With IR treatment, a number of products of very low signal with less mass than the unmodified amino acid were observed for the majority of amino acids (Table S1). Despite the abundance of many products, including classical oxidation and others with known atomic composition, there was not a strong correlation between the disappearance of unmodified amino acid variants (orders of magnitude) and the appearance of particular products. Thus, the reaction pathways leading to products caused by IR are likely to be complex, an issue that future work must address.
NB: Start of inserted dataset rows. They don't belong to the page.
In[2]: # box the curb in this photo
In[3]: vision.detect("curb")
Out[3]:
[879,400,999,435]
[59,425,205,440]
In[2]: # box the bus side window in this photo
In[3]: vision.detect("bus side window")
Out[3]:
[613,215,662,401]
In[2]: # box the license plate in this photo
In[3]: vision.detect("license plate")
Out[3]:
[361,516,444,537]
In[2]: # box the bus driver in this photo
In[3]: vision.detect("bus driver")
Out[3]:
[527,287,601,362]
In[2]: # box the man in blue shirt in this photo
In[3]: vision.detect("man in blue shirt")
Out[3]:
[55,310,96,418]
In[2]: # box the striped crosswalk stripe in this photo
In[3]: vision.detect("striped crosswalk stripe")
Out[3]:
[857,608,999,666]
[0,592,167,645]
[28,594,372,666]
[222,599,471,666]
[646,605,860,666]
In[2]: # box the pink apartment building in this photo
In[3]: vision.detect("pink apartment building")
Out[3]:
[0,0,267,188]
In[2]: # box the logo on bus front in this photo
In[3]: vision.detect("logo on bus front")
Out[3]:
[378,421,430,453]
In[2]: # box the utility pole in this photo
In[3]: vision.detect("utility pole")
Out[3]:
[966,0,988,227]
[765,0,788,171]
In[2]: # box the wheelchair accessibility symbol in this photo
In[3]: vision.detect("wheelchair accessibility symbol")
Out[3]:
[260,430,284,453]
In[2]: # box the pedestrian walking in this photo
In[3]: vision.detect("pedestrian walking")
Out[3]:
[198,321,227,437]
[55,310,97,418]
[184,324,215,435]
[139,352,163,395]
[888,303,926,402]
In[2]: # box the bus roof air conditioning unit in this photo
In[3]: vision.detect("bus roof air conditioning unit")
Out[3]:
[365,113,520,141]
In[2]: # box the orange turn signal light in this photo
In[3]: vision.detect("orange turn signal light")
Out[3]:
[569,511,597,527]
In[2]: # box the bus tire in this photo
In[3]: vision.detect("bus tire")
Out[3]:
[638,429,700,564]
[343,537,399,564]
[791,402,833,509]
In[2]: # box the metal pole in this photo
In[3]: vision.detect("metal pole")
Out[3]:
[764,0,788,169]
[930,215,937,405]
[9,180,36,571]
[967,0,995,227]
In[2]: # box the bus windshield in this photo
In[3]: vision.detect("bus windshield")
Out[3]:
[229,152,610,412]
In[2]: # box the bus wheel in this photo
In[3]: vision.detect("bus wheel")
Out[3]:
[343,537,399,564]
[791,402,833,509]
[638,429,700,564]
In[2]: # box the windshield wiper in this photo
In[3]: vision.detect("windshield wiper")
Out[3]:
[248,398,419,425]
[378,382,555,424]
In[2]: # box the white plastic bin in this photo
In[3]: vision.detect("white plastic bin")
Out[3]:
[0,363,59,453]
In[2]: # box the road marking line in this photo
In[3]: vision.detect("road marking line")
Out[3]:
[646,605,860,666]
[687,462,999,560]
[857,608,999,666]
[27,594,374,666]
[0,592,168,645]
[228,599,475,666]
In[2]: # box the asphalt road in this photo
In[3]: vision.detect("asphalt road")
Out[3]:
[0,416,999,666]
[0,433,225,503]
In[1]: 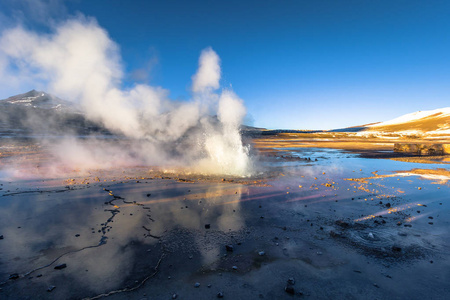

Modifications of aromatic amino acids in solution

The aromatic ring-containing residues were the most highly modified subset of amino acids. Each was significantly modified with +16n adducts, up to n=6 (Tables 1,S1). For Trp and Phe, higher oxidation states were observed with a 32+2 (+34) mass shift, which may be a result of a combination of di-hydroxylation of the benzene ring across a double bond (+17 each). These occurred in addition to hydroxylation elsewhere in the molecule (+16). The major products of Trp oxidation are hydroxytryptophan (+16), di-hydroxytryptophan (+32), kynurenine (+4), and oxidation or N-formylation of the kynurenine product (+20 or +32, respectively) (15, 17, 34). Tyr conversion to dihydroxy derivatives and subsequent dimerization was observed in previous work (35-37), though this product was not observed here. Finally, Phe hydroxylation about the benzene ring to form ortho- or meta-tyrosine has been observed previously (15, 38). However, the multiple oxidation events on all aromatic residues described above have not been previously reported (Fig. S6). A combination of hydroxylation (+16) and peroxidation (+32) events may explain the results of Fig. S6, though the extent of either cannot be determined for the higher order modifications. We hypothesize that the reactivity patterns of aromatic amino acids observed reflect the use of free amino acids in the current study, leading to some novel patterns not observed in the peptides used in the previous studies cited. Furthermore, the loci of modifications were not identified, so it is possible that hydroxylation and peroxidation are occurring throughout the molecules, rather than solely on the benzene rings.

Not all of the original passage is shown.